America’s exciting new president inspired the world to junk carbon taxes in favor of green pork
By Holman W. Jenkins, Jr.. Excerpts:
"Let’s understand how we really got here. Germany’s mistake didn’t lie in buying gas from Russia, but in denying itself access to alternative supplies—by banning fracking, by not building LNG terminals. Somehow this was supposed to prove its devotion to the climate cause and renewables.
Unmentionably, the sainted Barack Obama was actually the pivotal figure, abandoning on behalf of the Western world the idea of fighting climate change with taxes in favor of pretending to fight it with handouts to alternative energy interests.
America’s exciting new president, on the eve of taking office, revealed a new direction in climate policy, focused on subsidizing solar and wind rollouts. The same spirit, a few years later, would fully infuse Germany’s Energiewende.
Whatever the political logic, this was not a policy for dealing with climate change. Take an example that will produce blushes in many quarters. Between 2005 and 2019, the U.S. reduced its total emissions by displacing coal with gas for electricity generation.
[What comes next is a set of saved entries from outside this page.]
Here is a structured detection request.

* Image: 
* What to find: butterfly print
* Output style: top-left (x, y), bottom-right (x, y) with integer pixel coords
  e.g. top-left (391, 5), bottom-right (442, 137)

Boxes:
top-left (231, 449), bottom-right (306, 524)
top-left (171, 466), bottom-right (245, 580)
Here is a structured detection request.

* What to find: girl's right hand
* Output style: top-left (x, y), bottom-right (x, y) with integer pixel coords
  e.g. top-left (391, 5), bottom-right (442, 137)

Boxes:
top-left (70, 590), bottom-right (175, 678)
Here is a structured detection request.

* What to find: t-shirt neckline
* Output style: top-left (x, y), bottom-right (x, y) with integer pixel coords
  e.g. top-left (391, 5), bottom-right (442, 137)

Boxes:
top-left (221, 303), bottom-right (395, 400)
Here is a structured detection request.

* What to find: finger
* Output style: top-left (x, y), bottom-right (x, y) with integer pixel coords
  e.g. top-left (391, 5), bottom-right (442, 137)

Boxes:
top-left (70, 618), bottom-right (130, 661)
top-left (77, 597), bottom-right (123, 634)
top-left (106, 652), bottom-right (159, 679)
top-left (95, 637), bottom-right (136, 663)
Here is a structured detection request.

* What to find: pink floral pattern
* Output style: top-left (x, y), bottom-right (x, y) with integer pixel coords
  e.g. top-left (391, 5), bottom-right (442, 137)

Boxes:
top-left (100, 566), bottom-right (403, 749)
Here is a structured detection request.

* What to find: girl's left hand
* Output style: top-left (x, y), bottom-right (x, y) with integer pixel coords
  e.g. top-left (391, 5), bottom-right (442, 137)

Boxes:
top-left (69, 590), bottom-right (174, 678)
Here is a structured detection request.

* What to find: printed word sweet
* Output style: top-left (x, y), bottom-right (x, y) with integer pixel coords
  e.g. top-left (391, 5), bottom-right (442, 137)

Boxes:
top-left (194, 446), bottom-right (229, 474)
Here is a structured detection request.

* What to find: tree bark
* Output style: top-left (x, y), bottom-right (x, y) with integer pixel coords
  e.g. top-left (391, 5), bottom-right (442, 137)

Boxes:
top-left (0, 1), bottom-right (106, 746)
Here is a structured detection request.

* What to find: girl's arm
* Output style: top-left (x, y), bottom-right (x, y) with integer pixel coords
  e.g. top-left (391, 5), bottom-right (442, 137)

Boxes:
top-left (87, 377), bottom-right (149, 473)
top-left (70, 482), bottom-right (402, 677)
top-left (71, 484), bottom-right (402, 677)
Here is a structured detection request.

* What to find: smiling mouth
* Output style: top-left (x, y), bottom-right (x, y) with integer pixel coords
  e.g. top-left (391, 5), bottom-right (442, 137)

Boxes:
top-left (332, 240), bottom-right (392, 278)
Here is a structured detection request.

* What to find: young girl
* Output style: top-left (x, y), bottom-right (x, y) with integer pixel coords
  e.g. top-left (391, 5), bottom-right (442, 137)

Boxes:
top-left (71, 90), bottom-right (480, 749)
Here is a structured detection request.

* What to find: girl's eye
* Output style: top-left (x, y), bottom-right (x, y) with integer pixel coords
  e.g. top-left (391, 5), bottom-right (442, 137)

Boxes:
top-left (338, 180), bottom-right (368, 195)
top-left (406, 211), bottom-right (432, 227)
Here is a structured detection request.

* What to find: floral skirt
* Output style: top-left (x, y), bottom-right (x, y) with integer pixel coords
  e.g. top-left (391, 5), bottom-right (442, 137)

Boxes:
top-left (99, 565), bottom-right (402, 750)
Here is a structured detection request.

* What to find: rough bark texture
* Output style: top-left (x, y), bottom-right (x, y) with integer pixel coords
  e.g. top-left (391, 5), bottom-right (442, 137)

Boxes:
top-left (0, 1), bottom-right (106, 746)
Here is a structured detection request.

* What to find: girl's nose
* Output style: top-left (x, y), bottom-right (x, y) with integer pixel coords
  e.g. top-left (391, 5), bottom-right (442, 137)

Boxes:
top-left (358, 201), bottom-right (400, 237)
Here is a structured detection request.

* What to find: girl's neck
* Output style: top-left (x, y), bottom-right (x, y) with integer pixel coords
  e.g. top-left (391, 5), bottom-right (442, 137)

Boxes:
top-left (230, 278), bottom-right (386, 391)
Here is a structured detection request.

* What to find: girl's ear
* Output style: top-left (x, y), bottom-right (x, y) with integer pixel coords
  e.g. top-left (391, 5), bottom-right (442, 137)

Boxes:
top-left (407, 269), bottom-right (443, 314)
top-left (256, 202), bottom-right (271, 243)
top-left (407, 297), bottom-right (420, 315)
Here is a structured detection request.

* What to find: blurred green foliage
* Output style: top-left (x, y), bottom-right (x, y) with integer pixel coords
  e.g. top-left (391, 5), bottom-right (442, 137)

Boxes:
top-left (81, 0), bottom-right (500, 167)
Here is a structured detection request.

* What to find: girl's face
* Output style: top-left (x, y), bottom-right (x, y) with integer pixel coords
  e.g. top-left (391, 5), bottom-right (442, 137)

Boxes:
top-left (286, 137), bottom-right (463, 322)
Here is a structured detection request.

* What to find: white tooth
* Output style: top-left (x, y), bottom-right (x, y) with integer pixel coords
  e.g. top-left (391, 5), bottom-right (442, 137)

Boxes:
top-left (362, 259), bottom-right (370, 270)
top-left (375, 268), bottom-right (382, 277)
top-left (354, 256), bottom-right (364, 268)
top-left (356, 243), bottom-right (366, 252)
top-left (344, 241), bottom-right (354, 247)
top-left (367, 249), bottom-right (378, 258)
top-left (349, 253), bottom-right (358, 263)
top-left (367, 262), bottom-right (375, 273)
This result has been widely celebrated but there’s no reason to believe global emissions were lower. The U.S. at the same time greatly boosted its exports of oil, gas and coal. It boosted its imports of emissions-heavy merchandise and materials, including (ironically) lithium for electric cars.
The same logic applies if renewables were now forced to replace gas. Without an incentive actually to use less fossil fuels (i.e., a tax), subsidizing new forms of energy will mainly tend to accelerate energy consumption overall, with fossil fuels increasing right along with renewables.
This is demonstrably what has happened—look at the energy consumption and emissions tables. If California mandates the purchase of electric cars, the rest of the world will be able to consume more gasoline.
Again, you can tax fossil fuels, even punitively, and still maintain diversity of supply. Germany did the opposite, indenturing itself to cheap Russian gas while denying itself diversity of supply because, you know, wind and solar would fill the hole in the long run. This alone explains why a modest interruption of energy flows—the Nord Stream pipeline provided 5% of Europe’s consumption—now creates industrial chaos. Mr. Putin couldn’t have done this to Germany. Germany could only have done it to itself."